The Go Execution Tracer — Optimize¶
1. The optimization loop¶
A repeatable trace-driven optimization loop has five steps:
- Measure: a benchmark or load test that reproduces the regression.
- Capture: a 2-5 s trace + a CPU profile of the same window.
- Read: identify one shape — scheduler latency, GC pauses, contention, syscall blocks, under-parallelism.
- Change: the smallest code edit that targets the shape.
- Verify: re-measure; re-capture; compare.
Optimizing without this loop is guessing. The trace is what makes step 3 possible.
2. Scheduler latency — what to look for¶
Scheduler latency = time from a goroutine becoming Runnable to actually running. The number is in the goroutine analysis page, in the "Scheduler latency profile," and visible as pale slices in the flame view.

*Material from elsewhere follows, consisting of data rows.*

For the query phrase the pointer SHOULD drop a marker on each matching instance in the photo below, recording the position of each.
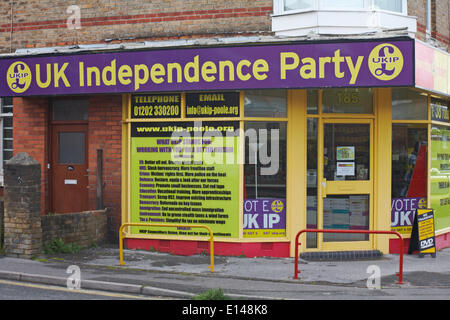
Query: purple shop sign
(378, 63)
(404, 209)
(264, 214)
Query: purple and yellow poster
(383, 63)
(264, 218)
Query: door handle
(324, 188)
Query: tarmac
(156, 274)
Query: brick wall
(30, 132)
(31, 135)
(132, 20)
(83, 228)
(105, 132)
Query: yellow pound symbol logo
(277, 206)
(18, 77)
(386, 62)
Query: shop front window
(408, 104)
(265, 103)
(440, 175)
(311, 182)
(409, 174)
(265, 164)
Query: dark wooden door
(69, 167)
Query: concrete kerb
(96, 285)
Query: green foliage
(211, 294)
(58, 246)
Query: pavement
(170, 276)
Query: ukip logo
(386, 62)
(18, 77)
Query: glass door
(346, 183)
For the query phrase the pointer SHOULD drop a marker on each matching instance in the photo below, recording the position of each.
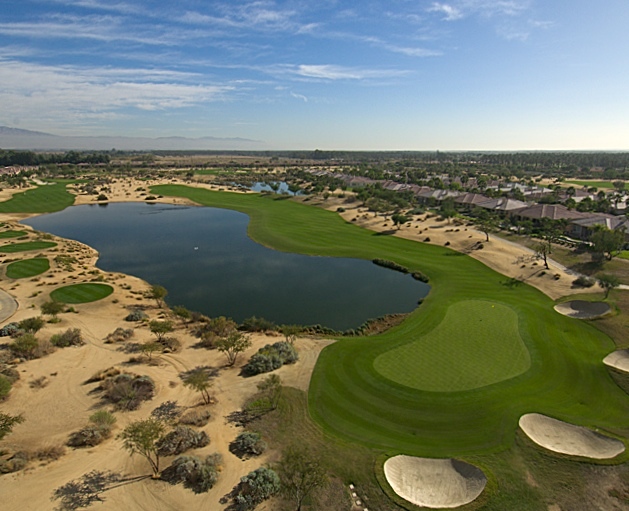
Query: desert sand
(62, 403)
(564, 438)
(581, 309)
(618, 359)
(434, 483)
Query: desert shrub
(197, 474)
(254, 324)
(195, 418)
(5, 387)
(44, 347)
(119, 335)
(168, 411)
(24, 346)
(71, 337)
(126, 391)
(136, 315)
(18, 461)
(32, 325)
(583, 281)
(10, 329)
(248, 444)
(170, 344)
(181, 439)
(271, 357)
(255, 488)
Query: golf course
(455, 377)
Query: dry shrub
(195, 418)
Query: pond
(206, 261)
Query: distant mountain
(14, 138)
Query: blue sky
(327, 74)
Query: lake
(206, 261)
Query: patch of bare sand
(582, 309)
(564, 438)
(506, 257)
(64, 402)
(434, 483)
(618, 360)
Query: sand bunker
(583, 310)
(566, 438)
(618, 360)
(434, 483)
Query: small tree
(52, 308)
(234, 344)
(608, 282)
(7, 422)
(198, 379)
(300, 474)
(160, 328)
(32, 325)
(157, 293)
(141, 437)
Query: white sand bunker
(618, 359)
(583, 310)
(444, 483)
(565, 438)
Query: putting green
(477, 344)
(81, 293)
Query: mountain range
(14, 138)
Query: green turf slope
(352, 400)
(477, 344)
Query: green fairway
(28, 268)
(11, 234)
(477, 343)
(43, 199)
(81, 293)
(601, 185)
(557, 369)
(26, 246)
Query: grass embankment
(27, 268)
(43, 199)
(81, 293)
(12, 234)
(27, 246)
(353, 401)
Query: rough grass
(27, 268)
(352, 401)
(81, 293)
(477, 344)
(11, 234)
(43, 199)
(27, 246)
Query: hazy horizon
(459, 75)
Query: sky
(325, 74)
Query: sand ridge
(565, 438)
(434, 483)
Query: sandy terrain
(64, 403)
(564, 438)
(581, 309)
(434, 483)
(618, 359)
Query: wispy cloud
(68, 92)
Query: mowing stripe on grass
(81, 293)
(26, 246)
(12, 234)
(477, 344)
(350, 399)
(28, 268)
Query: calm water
(206, 261)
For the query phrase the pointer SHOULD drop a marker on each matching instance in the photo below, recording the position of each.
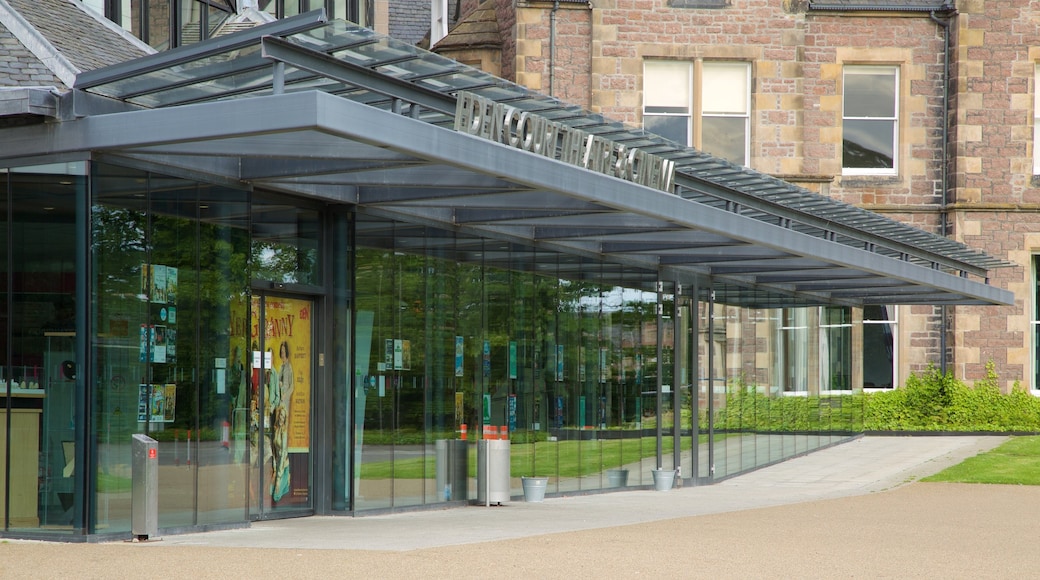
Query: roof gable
(67, 37)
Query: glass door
(280, 405)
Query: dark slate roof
(479, 28)
(883, 5)
(19, 67)
(83, 37)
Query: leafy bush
(931, 401)
(938, 402)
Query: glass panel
(725, 87)
(868, 145)
(190, 22)
(170, 264)
(281, 403)
(666, 83)
(342, 337)
(121, 341)
(377, 310)
(285, 241)
(39, 324)
(219, 346)
(835, 348)
(726, 137)
(793, 350)
(153, 21)
(879, 354)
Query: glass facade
(165, 24)
(292, 359)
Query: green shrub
(931, 401)
(935, 401)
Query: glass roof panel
(221, 69)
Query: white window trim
(893, 325)
(696, 112)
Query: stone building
(923, 110)
(299, 261)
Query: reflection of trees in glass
(281, 262)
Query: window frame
(695, 108)
(894, 119)
(893, 325)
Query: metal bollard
(145, 489)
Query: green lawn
(1016, 462)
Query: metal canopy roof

| Observation | Diagnosis |
|---|---|
| Sched wait < 100 µs | Healthy |
| Sched wait 100 µs - 1 ms occasionally | Normal load |
| Sched wait > 1 ms regularly | Oversubscription or P starvation |
| Sched wait > 10 ms | Severe; investigate immediately |
Sources of high sched wait:
- More goroutines runnable than
GOMAXPROCS. - A goroutine in a tight CPU loop holding a P without yielding (rare since Go 1.14 async preemption, but possible inside syscalls or cgo).
- GC mark-assist or STW consuming P time.
3. Fixing scheduler latency¶
The single most common fix: bound concurrency.
// before: unbounded goroutines, sched wait dominates
for _, item := range items {
go process(item)
}
// after: bounded by GOMAXPROCS
workers := runtime.GOMAXPROCS(0)
ch := make(chan Item)
var wg sync.WaitGroup
for i := 0; i < workers; i++ {
wg.Add(1)
go func() {
defer wg.Done()
for it := range ch {
process(it)
}
}()
}
for _, item := range items {
ch <- item
}
close(ch)
wg.Wait()
In the trace before: thousands of pale (runnable) slices. After: each P stays busy, sched wait collapses to noise.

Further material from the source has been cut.